Chi erano davvero Homo erectus e Homo di Denisova

Homo erectus è comparso in Africa oltre 2 milioni di anni fa, ed è stato tra i primi a lasciare il continente africano e a diffondersi in gran parte dell’Eurasia. Per decenni gli scienziati hanno pensato che fosse l’unica specie umana ad aver compiuto questa migrazione così antica, ma oggi sappiamo che il quadro era più complesso. Ciò che rende Homo erectus straordinario è soprattutto la sua longevità. È sopravvissuto infatti per quasi 2 milioni di anni, fino a circa 107 mila anni fa. Gli Homo di Denisova, invece, rappresentano una delle popolazioni umane più misteriose mai identificate. Scoperti solo nel 2010 grazie al DNA estratto da alcuni resti fossili trovati nella grotta di Denisova, in Siberia, erano stretti parenti dei Neanderthal e vivevano soprattutto in Asia. Nonostante siano stati trovati pochissimi fossili, la genetica ha dimostrato che una parte del loro DNA sopravvive ancora oggi in molte popolazioni asiatiche e oceaniche.
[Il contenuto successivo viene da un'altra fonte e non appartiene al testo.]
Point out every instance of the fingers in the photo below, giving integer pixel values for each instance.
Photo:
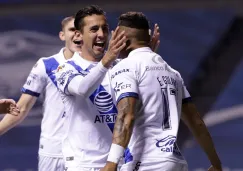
(14, 110)
(119, 36)
(114, 33)
(10, 101)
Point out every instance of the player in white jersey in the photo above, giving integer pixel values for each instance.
(150, 96)
(85, 86)
(86, 93)
(42, 80)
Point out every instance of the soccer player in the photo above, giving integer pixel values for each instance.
(150, 96)
(8, 106)
(42, 80)
(86, 92)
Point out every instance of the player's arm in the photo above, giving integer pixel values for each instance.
(193, 120)
(8, 106)
(155, 39)
(34, 84)
(76, 83)
(24, 104)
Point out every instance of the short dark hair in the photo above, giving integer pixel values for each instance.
(134, 20)
(66, 20)
(84, 12)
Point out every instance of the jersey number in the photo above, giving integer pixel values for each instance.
(166, 123)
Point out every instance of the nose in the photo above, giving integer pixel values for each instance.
(77, 36)
(100, 33)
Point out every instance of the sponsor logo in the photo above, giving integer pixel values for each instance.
(157, 59)
(62, 78)
(111, 118)
(120, 86)
(154, 68)
(119, 72)
(168, 145)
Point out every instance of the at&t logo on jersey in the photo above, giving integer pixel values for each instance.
(121, 86)
(168, 144)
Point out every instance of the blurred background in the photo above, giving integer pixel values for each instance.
(202, 39)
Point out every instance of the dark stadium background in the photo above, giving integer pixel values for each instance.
(201, 39)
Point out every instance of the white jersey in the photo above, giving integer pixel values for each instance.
(42, 80)
(90, 115)
(160, 91)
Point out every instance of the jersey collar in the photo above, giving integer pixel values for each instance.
(61, 54)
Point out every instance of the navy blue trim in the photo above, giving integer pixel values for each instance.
(128, 156)
(186, 100)
(127, 94)
(51, 64)
(32, 93)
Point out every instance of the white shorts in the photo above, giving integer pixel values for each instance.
(50, 163)
(162, 166)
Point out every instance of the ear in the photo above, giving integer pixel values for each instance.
(61, 36)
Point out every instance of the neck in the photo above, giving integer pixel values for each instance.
(136, 46)
(89, 57)
(67, 53)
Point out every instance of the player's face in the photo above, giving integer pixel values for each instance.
(94, 36)
(69, 34)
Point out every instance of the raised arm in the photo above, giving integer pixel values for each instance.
(24, 104)
(32, 88)
(73, 81)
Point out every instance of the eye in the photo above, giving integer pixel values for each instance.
(72, 29)
(94, 29)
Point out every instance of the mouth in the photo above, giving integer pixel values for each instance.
(100, 45)
(77, 42)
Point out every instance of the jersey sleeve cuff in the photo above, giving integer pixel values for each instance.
(32, 93)
(128, 94)
(101, 67)
(186, 100)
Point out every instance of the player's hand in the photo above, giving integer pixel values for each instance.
(116, 44)
(8, 106)
(109, 167)
(155, 39)
(212, 168)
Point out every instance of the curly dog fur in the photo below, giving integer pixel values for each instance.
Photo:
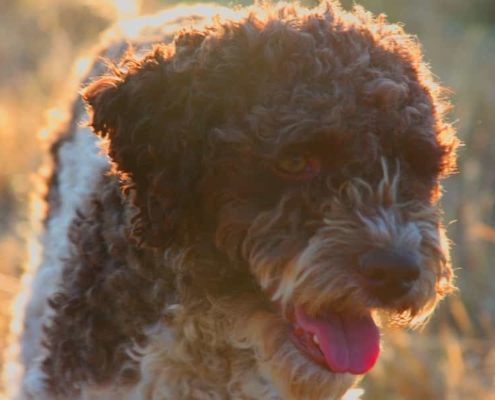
(264, 191)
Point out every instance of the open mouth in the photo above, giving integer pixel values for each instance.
(339, 342)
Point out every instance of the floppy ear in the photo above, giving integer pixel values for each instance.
(144, 112)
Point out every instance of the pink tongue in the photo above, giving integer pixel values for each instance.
(349, 343)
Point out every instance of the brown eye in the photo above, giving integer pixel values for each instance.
(297, 166)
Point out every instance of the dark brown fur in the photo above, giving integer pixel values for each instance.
(194, 130)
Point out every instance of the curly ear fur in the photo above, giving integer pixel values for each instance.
(140, 109)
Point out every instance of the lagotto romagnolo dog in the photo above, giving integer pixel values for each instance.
(251, 194)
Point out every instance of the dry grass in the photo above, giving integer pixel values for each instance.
(454, 357)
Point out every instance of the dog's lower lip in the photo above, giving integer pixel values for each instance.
(302, 340)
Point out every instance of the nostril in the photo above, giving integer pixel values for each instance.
(374, 272)
(388, 273)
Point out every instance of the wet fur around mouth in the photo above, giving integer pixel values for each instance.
(232, 169)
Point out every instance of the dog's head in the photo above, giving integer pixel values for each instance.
(297, 154)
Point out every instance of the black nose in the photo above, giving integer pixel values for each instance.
(389, 274)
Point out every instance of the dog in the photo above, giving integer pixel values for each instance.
(251, 197)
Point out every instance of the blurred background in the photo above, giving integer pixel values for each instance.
(454, 356)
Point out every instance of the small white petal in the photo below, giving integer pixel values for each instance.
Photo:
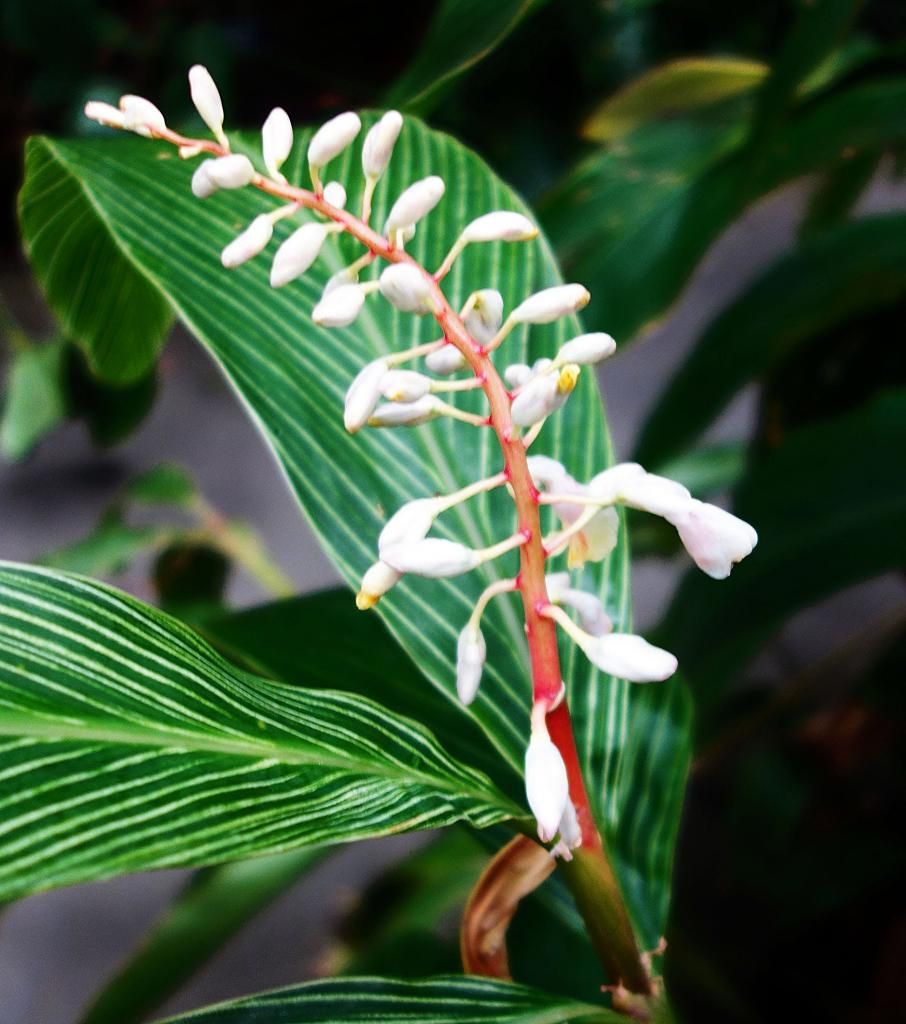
(445, 360)
(363, 394)
(206, 97)
(333, 137)
(276, 140)
(375, 584)
(502, 225)
(715, 539)
(249, 244)
(335, 194)
(484, 318)
(432, 557)
(404, 385)
(406, 414)
(588, 348)
(419, 200)
(233, 171)
(339, 307)
(551, 304)
(104, 114)
(379, 143)
(471, 653)
(297, 253)
(629, 656)
(140, 116)
(406, 288)
(546, 784)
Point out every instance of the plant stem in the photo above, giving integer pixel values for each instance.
(591, 876)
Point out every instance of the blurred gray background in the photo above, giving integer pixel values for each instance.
(56, 948)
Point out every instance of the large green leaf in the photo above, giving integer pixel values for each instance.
(829, 506)
(127, 743)
(213, 906)
(292, 377)
(846, 271)
(461, 34)
(439, 1000)
(102, 300)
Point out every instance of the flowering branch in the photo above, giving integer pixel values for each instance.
(517, 404)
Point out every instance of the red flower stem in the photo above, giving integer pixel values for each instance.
(592, 868)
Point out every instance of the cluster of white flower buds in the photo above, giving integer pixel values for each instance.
(384, 395)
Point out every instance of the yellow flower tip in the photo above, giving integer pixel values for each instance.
(567, 379)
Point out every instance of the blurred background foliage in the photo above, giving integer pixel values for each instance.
(641, 130)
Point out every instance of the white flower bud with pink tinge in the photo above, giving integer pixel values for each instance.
(297, 253)
(363, 393)
(249, 244)
(276, 141)
(207, 99)
(332, 138)
(339, 307)
(404, 287)
(551, 304)
(432, 557)
(547, 786)
(471, 654)
(379, 143)
(419, 200)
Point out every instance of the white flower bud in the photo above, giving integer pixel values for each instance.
(445, 360)
(551, 304)
(297, 253)
(104, 114)
(404, 287)
(233, 171)
(202, 185)
(502, 225)
(363, 393)
(207, 99)
(140, 116)
(249, 244)
(587, 348)
(715, 539)
(406, 414)
(379, 143)
(431, 557)
(547, 786)
(629, 656)
(484, 318)
(404, 385)
(411, 522)
(339, 307)
(543, 395)
(419, 200)
(375, 584)
(471, 653)
(332, 138)
(335, 194)
(276, 140)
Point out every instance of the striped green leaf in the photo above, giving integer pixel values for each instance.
(436, 1000)
(292, 377)
(127, 743)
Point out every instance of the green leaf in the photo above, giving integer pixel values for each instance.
(672, 88)
(293, 375)
(829, 506)
(461, 34)
(853, 268)
(129, 744)
(634, 228)
(36, 397)
(440, 1000)
(102, 300)
(215, 904)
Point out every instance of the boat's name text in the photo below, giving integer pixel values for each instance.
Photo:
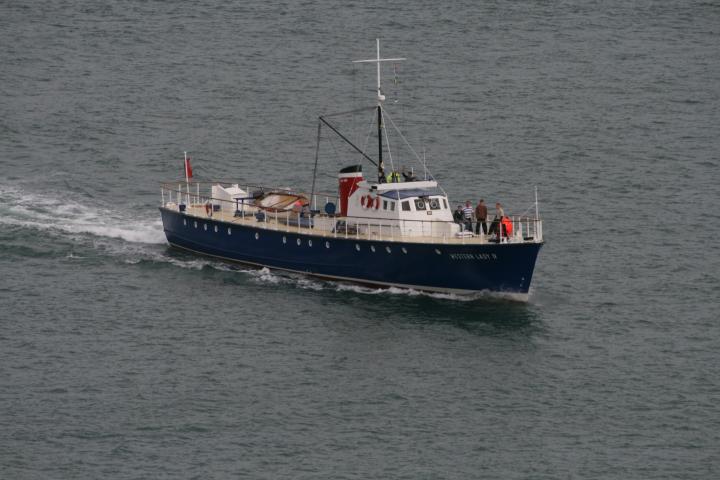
(473, 256)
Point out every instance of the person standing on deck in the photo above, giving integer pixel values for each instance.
(458, 215)
(481, 217)
(468, 215)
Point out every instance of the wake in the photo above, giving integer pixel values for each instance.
(51, 213)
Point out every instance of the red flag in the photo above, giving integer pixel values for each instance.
(188, 168)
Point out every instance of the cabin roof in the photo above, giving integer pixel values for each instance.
(412, 192)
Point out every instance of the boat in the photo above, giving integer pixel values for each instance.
(384, 231)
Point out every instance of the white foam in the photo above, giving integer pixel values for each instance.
(50, 212)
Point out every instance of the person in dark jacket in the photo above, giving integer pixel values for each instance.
(481, 217)
(458, 216)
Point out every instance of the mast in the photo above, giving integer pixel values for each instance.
(381, 165)
(380, 99)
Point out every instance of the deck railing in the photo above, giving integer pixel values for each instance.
(194, 198)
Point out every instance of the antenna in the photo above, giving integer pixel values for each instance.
(377, 60)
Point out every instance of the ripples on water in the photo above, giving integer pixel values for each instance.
(123, 358)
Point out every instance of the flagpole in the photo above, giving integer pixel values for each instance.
(187, 180)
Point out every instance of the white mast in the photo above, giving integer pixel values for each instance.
(377, 60)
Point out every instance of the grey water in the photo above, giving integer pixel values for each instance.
(121, 358)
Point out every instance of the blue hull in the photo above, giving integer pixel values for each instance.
(457, 268)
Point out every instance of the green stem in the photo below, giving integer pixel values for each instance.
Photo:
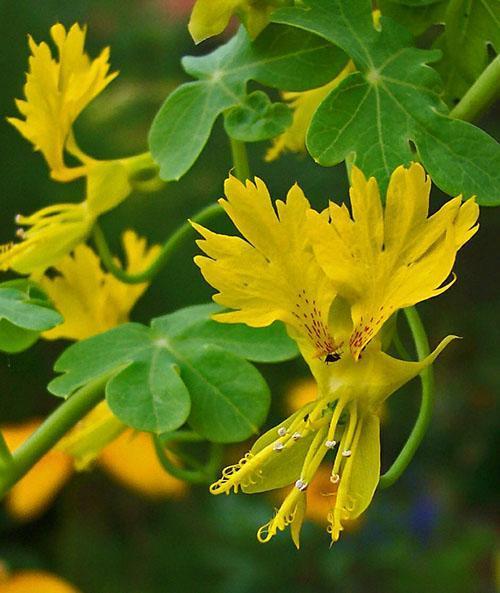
(167, 250)
(424, 415)
(50, 432)
(481, 94)
(240, 159)
(5, 454)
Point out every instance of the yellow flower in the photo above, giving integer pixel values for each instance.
(29, 581)
(384, 259)
(57, 91)
(274, 275)
(91, 300)
(210, 18)
(304, 105)
(52, 232)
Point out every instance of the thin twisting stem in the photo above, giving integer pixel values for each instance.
(5, 454)
(426, 405)
(484, 92)
(50, 432)
(167, 250)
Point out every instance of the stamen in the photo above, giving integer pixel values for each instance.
(301, 485)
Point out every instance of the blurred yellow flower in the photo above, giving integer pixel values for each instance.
(34, 581)
(303, 105)
(311, 271)
(56, 92)
(210, 18)
(91, 300)
(131, 460)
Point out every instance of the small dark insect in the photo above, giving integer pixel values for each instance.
(332, 357)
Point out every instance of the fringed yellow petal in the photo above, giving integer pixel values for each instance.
(273, 273)
(31, 581)
(56, 91)
(132, 461)
(384, 260)
(90, 300)
(36, 490)
(303, 105)
(53, 232)
(360, 476)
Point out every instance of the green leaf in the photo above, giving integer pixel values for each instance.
(417, 18)
(376, 115)
(230, 399)
(257, 119)
(281, 57)
(160, 399)
(184, 367)
(15, 339)
(417, 3)
(193, 324)
(24, 313)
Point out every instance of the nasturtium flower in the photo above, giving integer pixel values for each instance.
(52, 232)
(56, 92)
(384, 259)
(91, 300)
(304, 105)
(273, 273)
(29, 581)
(210, 18)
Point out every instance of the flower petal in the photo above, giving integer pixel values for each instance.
(381, 261)
(272, 275)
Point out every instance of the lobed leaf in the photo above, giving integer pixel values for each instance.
(185, 367)
(281, 57)
(392, 105)
(24, 313)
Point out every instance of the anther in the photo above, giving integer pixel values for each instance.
(301, 485)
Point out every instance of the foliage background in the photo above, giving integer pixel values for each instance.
(434, 531)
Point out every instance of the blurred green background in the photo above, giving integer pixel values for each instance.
(434, 531)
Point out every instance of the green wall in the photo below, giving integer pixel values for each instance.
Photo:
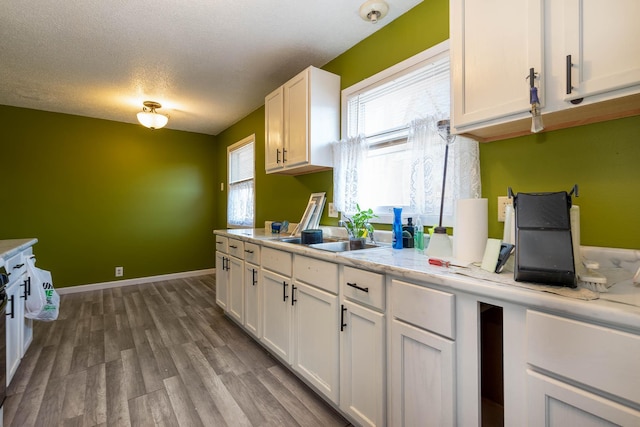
(99, 194)
(602, 158)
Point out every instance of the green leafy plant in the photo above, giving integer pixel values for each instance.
(358, 225)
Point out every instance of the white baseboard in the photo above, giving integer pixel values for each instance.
(136, 281)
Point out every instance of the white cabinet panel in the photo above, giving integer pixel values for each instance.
(362, 365)
(422, 377)
(316, 338)
(556, 404)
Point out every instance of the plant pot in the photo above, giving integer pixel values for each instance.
(355, 244)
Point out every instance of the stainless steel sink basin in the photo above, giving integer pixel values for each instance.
(340, 246)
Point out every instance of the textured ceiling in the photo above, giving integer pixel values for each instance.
(208, 62)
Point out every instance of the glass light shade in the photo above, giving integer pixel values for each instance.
(152, 120)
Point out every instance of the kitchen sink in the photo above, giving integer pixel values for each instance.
(339, 246)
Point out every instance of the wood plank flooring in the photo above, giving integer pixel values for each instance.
(156, 354)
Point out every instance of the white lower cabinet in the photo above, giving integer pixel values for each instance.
(235, 304)
(422, 364)
(276, 314)
(222, 279)
(316, 338)
(252, 290)
(553, 403)
(362, 362)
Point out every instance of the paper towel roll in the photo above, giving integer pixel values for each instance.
(471, 230)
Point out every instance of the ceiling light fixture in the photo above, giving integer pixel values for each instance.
(148, 117)
(374, 10)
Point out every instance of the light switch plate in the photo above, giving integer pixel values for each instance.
(333, 213)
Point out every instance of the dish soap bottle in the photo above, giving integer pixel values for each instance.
(418, 235)
(397, 228)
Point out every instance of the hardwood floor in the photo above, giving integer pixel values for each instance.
(158, 354)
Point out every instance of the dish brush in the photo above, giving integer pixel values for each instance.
(589, 278)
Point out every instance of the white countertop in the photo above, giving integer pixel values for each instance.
(619, 307)
(9, 248)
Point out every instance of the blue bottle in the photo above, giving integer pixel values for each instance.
(397, 228)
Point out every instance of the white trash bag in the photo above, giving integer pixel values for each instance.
(44, 302)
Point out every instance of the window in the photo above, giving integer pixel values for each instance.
(241, 199)
(390, 127)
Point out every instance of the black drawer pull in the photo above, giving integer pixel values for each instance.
(355, 285)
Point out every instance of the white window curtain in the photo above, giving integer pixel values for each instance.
(349, 156)
(427, 150)
(240, 200)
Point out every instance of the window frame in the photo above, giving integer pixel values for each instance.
(251, 139)
(435, 53)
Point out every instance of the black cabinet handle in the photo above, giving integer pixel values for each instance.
(355, 285)
(11, 302)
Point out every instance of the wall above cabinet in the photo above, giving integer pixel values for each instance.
(302, 118)
(584, 73)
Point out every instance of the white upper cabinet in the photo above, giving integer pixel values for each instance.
(602, 39)
(494, 44)
(302, 118)
(584, 52)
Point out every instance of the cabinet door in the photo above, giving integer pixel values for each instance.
(362, 382)
(494, 44)
(556, 404)
(602, 39)
(276, 314)
(252, 299)
(222, 279)
(274, 130)
(422, 377)
(235, 304)
(316, 338)
(296, 125)
(15, 314)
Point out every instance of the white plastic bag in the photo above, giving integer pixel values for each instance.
(44, 302)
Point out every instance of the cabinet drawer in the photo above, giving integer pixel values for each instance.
(318, 273)
(222, 244)
(252, 253)
(277, 261)
(600, 357)
(16, 266)
(423, 307)
(236, 248)
(364, 286)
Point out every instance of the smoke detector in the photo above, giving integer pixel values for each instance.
(374, 10)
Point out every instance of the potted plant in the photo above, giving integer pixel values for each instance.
(358, 227)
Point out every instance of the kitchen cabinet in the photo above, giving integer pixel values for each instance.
(302, 118)
(581, 373)
(493, 46)
(422, 355)
(275, 277)
(363, 347)
(235, 271)
(19, 330)
(316, 329)
(252, 290)
(222, 273)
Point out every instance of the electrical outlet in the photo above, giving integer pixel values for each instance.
(503, 201)
(333, 213)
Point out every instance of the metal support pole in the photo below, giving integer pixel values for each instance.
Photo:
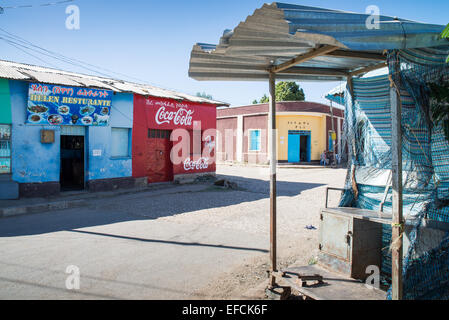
(333, 132)
(273, 163)
(397, 223)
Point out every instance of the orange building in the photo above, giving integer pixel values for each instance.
(304, 131)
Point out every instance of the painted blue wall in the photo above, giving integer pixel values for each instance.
(99, 138)
(33, 161)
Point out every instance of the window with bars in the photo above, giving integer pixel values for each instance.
(5, 149)
(159, 134)
(254, 140)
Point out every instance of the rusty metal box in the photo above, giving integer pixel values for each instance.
(348, 242)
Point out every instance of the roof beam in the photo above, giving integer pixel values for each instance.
(302, 58)
(367, 69)
(357, 55)
(315, 71)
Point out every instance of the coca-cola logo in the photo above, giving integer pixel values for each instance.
(182, 117)
(200, 164)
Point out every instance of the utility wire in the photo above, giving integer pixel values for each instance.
(36, 5)
(72, 61)
(68, 59)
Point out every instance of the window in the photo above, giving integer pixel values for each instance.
(254, 140)
(159, 134)
(5, 149)
(120, 142)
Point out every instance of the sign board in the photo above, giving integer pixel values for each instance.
(60, 105)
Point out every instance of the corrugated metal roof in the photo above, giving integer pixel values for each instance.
(19, 71)
(279, 32)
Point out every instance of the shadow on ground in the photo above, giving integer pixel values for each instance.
(147, 206)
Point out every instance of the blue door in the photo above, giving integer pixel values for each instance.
(293, 147)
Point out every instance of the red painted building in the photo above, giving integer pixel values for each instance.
(162, 152)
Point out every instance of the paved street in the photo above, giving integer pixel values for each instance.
(179, 242)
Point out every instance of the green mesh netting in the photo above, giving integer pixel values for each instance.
(425, 151)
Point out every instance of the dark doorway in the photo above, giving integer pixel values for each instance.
(72, 163)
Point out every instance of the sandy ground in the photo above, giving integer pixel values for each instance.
(181, 242)
(301, 195)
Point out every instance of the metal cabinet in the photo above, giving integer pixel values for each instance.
(349, 243)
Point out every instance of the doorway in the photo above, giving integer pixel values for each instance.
(159, 167)
(299, 146)
(72, 163)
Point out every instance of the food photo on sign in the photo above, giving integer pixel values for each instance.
(57, 105)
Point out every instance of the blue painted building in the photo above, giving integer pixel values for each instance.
(36, 166)
(62, 131)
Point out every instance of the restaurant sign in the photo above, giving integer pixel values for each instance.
(60, 105)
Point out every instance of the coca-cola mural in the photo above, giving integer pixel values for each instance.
(151, 152)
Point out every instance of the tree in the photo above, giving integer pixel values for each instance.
(285, 91)
(445, 34)
(204, 95)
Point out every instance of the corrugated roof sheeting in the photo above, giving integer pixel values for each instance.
(279, 32)
(18, 71)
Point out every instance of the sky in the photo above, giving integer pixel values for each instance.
(150, 41)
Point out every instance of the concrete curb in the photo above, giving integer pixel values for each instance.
(82, 201)
(41, 207)
(70, 203)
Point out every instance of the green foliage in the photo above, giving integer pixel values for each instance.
(445, 34)
(439, 105)
(204, 95)
(285, 91)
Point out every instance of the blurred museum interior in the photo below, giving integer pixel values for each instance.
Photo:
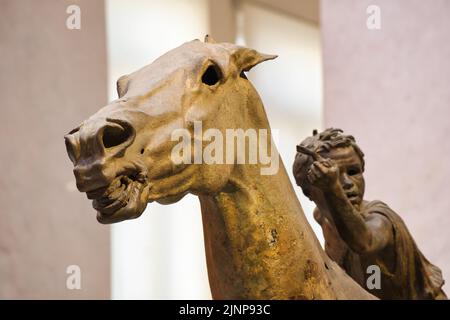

Alcuni geni denisoviani, ad esempio, aiutano le popolazioni tibetane ad adattarsi meglio all’alta quota.

Un’evoluzione umana molto più complessa

La scoperta rafforza una teoria che negli ultimi anni sta rivoluzionando la paleoantropologia: le antiche specie umane non erano gruppi isolati che si sostituivano a vicenda, ma popolazioni che spesso si incontravano e si mescolavano geneticamente. Sappiamo già che Homo sapiens si è incrociato più volte sia con i Neanderthal sia con i Denisoviani, lasciando tracce ancora presenti nel DNA delle persone moderne. Ora emerge che anche Homo erectus potrebbe aver contribuito a questo intreccio genetico molto prima della comparsa della nostra specie. Secondo gli studiosi, l’Asia di centinaia di migliaia di anni fa doveva essere un enorme mosaico abitato contemporaneamente da diverse popolazioni umane arcaiche. In questo scenario gli incontri tra specie diverse sarebbero stati inevitabili.

Forse una piccola parte di Homo erectus vive ancora in noi

La domanda più affascinante riguarda però il presente. Se i Denisoviani ereditarono geni dagli Homo erectus e successivamente si incrociarono con Homo sapiens, allora una piccola parte del patrimonio genetico erectus potrebbe essere arrivata indirettamente fino agli esseri umani moderni. Gli studiosi non hanno ancora prove definitive, ma l’ipotesi è considerata plausibile. Questo significherebbe che dentro il nostro DNA potrebbero sopravvivere frammenti di una specie comparsa oltre 2 milioni di anni fa, molto prima dell’esistenza dell’uomo moderno.